Plaintiffs asserted claims under Sections 10(b) and 20(a) of the Securities Exchange Act of 1934, alleging that defendants made misleading statements attributing Hain’s growing sales levels to strong consumer demand when in fact they were allegedly due to “channel stuffing,” in which customers were incentivized to purchase more product than needed prior to the end of each quarter, and also that defendants’ channel stuffing constituted an unlawful scheme to defraud investors. The U.S. District Court for the Eastern District of New York dismissed the complaint, concluding that plaintiffs had failed to allege a violation of Rule 10b-5 and had also failed to allege scienter.

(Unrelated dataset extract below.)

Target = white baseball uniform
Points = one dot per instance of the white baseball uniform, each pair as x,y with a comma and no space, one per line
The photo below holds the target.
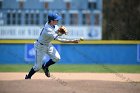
43,45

On appeal, the Second Circuit vacated the dismissal. The Second Circuit noted that as opposed to a violation of Rule 10b-5(a) or 10b-5(c), a violation of Rule 10b-5(b) does not require the defendant to have used a fraudulent scheme or practice, but instead “focus[es] . . . on whether something said was materially misleading.” The Second Circuit found that “[t]he district court mistakenly imported the requirement of clauses (a) and (c) of a fraudulent scheme or practice into clause (b), which includes no such requirement” and that “[t]he success of . . . a complaint in alleging a violation of clause (b) does not depend on whether the alleged channel stuffing practices were fraudulent or otherwise illegal.” The Second Circuit also concluded that “[t]he district court’s mistaken understanding of the substance of the alleged offense inevitably affected the district court’s view of whether it was done with scienter” and that the district court had also failed to weigh plaintiffs’ scienter allegations as a whole.
The Second Circuit’s decision reaffirms that a defendant may be held liable for securities fraud for a misleading statement even where the statement does not implicate illegal or otherwise fraudulent activity.